Sports law hampered by poor governance
The predominant issue facing sports lawyers is a lack of governance in sporting organisations, both at the professional and grassroots level, according to a McInnes Wilson partner.
Sports lawyer Tim Fuller said there was a pressing need for clear rules and regulations around sports organisations’ leadership.
“I think the biggest area of concern that needs to be addressed is governance, including things such as composition of boards, director’s duties and responsibilities, processes and so forth,” he said.
While the government has extensive guidelines in place, Mr Fuller suggested governance was lacking at lower levels of sport.
“The statutory authorities such as the Australian Sports Commission have guidelines that all national sporting organisations should follow, but really that should filter down to the professional, semi-professional and even grassroots level,” he said.
Relating to governance are also issues of conduct. “I’ve got no doubt that sport, if it wants to survive in the professional era, must have some strong processes in place to deal with misconduct,” Mr Fuller said.
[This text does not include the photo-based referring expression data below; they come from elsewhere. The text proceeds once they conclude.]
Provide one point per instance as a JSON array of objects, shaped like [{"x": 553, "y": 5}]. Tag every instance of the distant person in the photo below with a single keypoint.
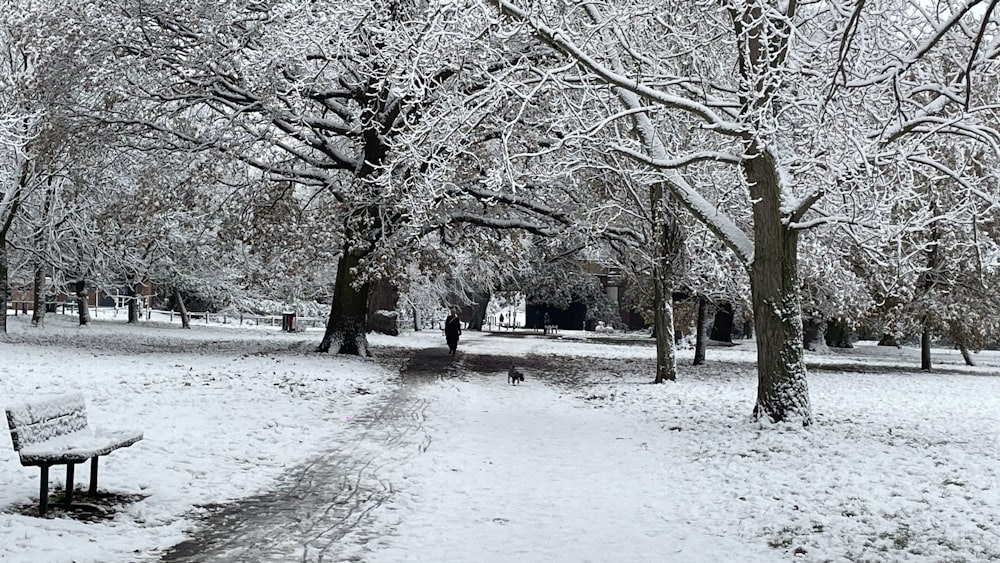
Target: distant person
[{"x": 452, "y": 330}]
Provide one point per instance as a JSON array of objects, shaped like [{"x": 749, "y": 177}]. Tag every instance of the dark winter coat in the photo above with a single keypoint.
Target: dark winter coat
[{"x": 452, "y": 330}]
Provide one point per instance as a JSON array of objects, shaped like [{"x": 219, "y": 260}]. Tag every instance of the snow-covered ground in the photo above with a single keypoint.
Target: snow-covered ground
[{"x": 900, "y": 465}]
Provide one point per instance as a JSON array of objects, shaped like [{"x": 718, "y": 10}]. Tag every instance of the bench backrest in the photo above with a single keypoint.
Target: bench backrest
[{"x": 31, "y": 423}]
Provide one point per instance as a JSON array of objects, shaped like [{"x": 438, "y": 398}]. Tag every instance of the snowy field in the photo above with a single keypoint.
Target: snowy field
[{"x": 900, "y": 465}]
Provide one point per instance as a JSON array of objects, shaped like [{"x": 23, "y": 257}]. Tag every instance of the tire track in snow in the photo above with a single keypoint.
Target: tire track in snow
[{"x": 317, "y": 504}]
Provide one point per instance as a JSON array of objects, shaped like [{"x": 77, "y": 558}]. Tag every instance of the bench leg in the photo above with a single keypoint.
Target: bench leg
[
  {"x": 93, "y": 476},
  {"x": 69, "y": 483},
  {"x": 43, "y": 491}
]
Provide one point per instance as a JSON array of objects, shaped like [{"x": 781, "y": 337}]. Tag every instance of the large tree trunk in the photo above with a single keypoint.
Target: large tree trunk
[
  {"x": 82, "y": 302},
  {"x": 345, "y": 330},
  {"x": 182, "y": 308},
  {"x": 666, "y": 249},
  {"x": 702, "y": 331},
  {"x": 383, "y": 299},
  {"x": 782, "y": 391},
  {"x": 38, "y": 300}
]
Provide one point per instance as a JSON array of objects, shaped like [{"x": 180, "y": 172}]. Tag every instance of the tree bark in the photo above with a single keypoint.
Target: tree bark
[
  {"x": 383, "y": 299},
  {"x": 477, "y": 311},
  {"x": 345, "y": 329},
  {"x": 925, "y": 347},
  {"x": 666, "y": 249},
  {"x": 182, "y": 309},
  {"x": 4, "y": 294},
  {"x": 814, "y": 334},
  {"x": 838, "y": 334},
  {"x": 782, "y": 391},
  {"x": 701, "y": 335},
  {"x": 82, "y": 302},
  {"x": 38, "y": 301}
]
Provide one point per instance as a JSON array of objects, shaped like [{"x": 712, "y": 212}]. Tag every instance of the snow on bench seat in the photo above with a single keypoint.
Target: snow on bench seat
[
  {"x": 77, "y": 447},
  {"x": 55, "y": 432}
]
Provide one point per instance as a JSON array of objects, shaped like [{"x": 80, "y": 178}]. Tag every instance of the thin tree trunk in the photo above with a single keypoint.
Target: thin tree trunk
[
  {"x": 38, "y": 301},
  {"x": 703, "y": 328},
  {"x": 133, "y": 305},
  {"x": 966, "y": 355},
  {"x": 4, "y": 295},
  {"x": 477, "y": 311},
  {"x": 814, "y": 334},
  {"x": 182, "y": 308},
  {"x": 782, "y": 391},
  {"x": 925, "y": 347},
  {"x": 666, "y": 249},
  {"x": 383, "y": 299},
  {"x": 82, "y": 302},
  {"x": 345, "y": 329}
]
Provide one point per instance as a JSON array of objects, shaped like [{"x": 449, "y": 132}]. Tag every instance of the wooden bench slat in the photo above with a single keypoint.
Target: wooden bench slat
[
  {"x": 31, "y": 423},
  {"x": 77, "y": 447}
]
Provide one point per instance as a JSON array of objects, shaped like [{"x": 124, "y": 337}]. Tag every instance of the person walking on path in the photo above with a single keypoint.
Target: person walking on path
[{"x": 452, "y": 330}]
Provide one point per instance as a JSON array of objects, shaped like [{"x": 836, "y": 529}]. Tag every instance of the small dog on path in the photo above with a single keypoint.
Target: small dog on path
[{"x": 513, "y": 376}]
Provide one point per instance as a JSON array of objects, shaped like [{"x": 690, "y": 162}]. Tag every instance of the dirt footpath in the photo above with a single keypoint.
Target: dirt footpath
[{"x": 318, "y": 503}]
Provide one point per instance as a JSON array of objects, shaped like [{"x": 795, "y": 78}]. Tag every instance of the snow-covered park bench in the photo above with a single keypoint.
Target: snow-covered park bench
[{"x": 55, "y": 432}]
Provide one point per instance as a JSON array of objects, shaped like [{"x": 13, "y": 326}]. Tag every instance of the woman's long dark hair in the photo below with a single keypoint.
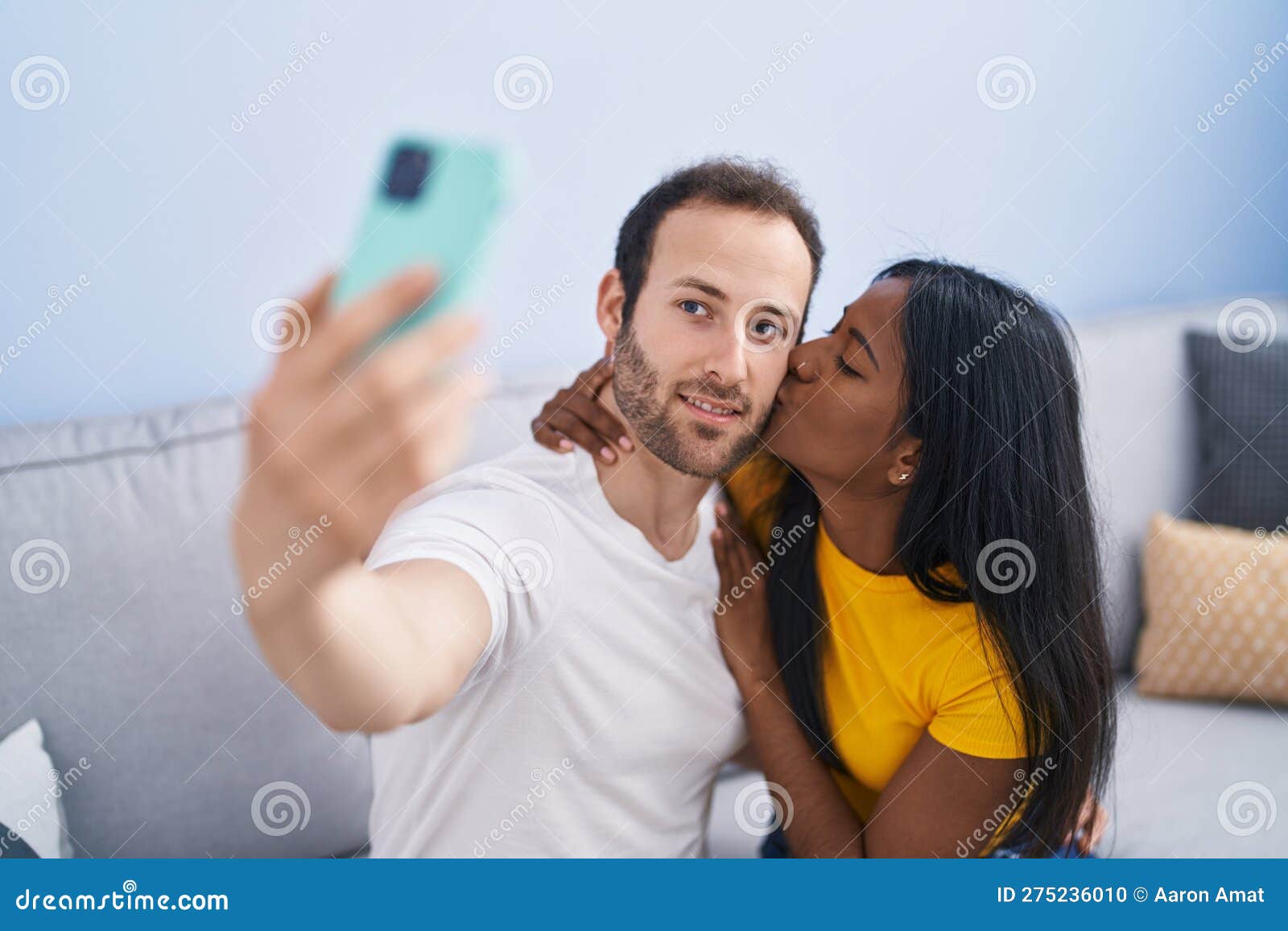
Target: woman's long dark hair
[{"x": 991, "y": 390}]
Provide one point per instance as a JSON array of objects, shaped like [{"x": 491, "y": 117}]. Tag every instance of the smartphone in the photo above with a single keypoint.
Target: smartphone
[{"x": 437, "y": 203}]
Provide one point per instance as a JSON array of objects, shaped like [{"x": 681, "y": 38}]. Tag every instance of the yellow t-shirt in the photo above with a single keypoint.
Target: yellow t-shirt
[{"x": 895, "y": 663}]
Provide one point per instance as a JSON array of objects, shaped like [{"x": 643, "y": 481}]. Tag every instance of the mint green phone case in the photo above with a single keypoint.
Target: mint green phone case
[{"x": 444, "y": 221}]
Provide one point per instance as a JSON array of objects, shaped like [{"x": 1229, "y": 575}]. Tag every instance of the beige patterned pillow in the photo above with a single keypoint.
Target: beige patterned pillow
[{"x": 1216, "y": 611}]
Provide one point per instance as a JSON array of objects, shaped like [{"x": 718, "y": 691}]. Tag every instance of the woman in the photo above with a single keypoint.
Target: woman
[{"x": 925, "y": 667}]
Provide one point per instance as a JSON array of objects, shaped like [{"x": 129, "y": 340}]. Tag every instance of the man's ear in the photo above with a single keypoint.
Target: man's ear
[{"x": 609, "y": 304}]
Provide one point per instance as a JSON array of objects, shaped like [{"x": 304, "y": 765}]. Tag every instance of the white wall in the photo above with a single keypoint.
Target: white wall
[{"x": 182, "y": 217}]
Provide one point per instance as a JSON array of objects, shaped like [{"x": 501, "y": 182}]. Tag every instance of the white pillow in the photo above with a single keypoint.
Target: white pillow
[{"x": 31, "y": 796}]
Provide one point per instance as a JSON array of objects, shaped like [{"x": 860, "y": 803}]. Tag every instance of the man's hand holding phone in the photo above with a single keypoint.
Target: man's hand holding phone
[
  {"x": 341, "y": 433},
  {"x": 334, "y": 435}
]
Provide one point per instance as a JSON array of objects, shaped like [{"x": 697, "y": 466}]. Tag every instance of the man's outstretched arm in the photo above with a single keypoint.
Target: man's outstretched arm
[{"x": 334, "y": 445}]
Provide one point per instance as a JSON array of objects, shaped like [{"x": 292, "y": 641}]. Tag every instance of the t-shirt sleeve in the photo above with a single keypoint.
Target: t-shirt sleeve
[
  {"x": 978, "y": 711},
  {"x": 506, "y": 540}
]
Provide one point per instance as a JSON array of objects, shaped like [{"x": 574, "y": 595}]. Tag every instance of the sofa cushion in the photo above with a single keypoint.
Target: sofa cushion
[
  {"x": 119, "y": 637},
  {"x": 1242, "y": 407},
  {"x": 1216, "y": 624},
  {"x": 1195, "y": 778}
]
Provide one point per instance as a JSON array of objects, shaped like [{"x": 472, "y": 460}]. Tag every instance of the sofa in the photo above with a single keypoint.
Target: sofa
[{"x": 138, "y": 659}]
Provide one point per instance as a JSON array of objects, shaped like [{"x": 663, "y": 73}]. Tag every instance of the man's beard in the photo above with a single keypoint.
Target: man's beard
[{"x": 635, "y": 386}]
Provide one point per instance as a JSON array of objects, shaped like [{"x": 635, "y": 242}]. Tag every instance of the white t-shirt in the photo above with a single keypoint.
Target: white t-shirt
[{"x": 601, "y": 710}]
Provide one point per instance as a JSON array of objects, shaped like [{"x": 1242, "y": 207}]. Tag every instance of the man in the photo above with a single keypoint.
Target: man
[{"x": 531, "y": 639}]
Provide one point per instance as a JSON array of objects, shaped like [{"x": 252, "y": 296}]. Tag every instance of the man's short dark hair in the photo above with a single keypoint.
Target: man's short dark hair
[{"x": 757, "y": 186}]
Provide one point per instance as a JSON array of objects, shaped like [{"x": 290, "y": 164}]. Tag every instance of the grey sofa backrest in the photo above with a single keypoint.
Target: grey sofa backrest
[{"x": 118, "y": 632}]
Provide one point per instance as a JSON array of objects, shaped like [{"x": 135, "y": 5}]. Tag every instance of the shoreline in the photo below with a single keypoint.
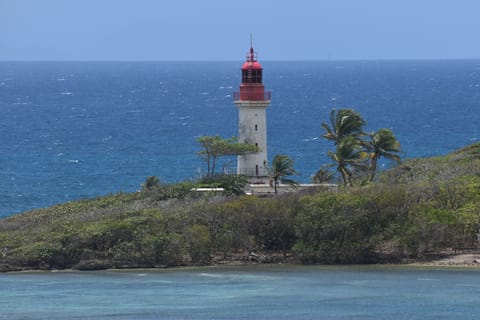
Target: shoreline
[{"x": 468, "y": 261}]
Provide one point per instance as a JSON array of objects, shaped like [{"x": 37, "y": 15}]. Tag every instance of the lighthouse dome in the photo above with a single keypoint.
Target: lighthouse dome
[{"x": 252, "y": 65}]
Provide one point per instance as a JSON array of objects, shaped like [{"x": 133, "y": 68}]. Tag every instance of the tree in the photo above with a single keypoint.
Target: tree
[
  {"x": 343, "y": 123},
  {"x": 216, "y": 146},
  {"x": 349, "y": 154},
  {"x": 346, "y": 130},
  {"x": 323, "y": 175},
  {"x": 282, "y": 166},
  {"x": 382, "y": 143},
  {"x": 151, "y": 183}
]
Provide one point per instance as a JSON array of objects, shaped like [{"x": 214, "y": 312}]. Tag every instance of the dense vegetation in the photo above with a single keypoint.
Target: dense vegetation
[{"x": 420, "y": 207}]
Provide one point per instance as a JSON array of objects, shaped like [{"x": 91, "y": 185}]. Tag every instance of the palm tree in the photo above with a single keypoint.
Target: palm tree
[
  {"x": 343, "y": 123},
  {"x": 382, "y": 143},
  {"x": 349, "y": 154},
  {"x": 282, "y": 166}
]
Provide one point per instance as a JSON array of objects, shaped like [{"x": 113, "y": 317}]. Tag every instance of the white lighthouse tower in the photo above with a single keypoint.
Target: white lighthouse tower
[{"x": 252, "y": 101}]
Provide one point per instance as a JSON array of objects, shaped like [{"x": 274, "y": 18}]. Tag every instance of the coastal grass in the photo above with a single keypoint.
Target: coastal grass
[{"x": 422, "y": 207}]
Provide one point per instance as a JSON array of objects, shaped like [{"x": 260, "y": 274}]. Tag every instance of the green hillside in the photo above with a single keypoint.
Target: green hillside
[{"x": 422, "y": 207}]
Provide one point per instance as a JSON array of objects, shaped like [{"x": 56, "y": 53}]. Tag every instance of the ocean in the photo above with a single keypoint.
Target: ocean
[
  {"x": 73, "y": 130},
  {"x": 248, "y": 292}
]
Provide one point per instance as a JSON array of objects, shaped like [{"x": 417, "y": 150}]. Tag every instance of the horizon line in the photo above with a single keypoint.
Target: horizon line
[{"x": 236, "y": 60}]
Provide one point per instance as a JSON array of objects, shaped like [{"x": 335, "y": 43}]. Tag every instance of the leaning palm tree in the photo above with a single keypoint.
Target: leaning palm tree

Mr Fuller described the $10,000 fine given to tennis player Nick Kyrgios for his recent verbal outburst at opponent Stan Wawrinka as “unexplainable”.
“Sport has very strong powers to be able to take this sort of action [deregistering members], so for the ATP just to slap Kyrgios with a $10,000 fine for saying what he said is quite inexplicable,” he said.
In Mr Fuller’s opinion, lawyers working in sports law are able to work across a broad range of different sports since the organisational issues – such as contract agreements, dispute resolution and defamation – remain fairly similar.
However, he suggested it is also important to fundamentally understand the sport at hand.
“You can’t just apply a black-letter-law approach to a lot of the issues that pop up in a particular sport; you’ve got to fundamentally understand the sport and the systems and rules that accompany the sport,” he said.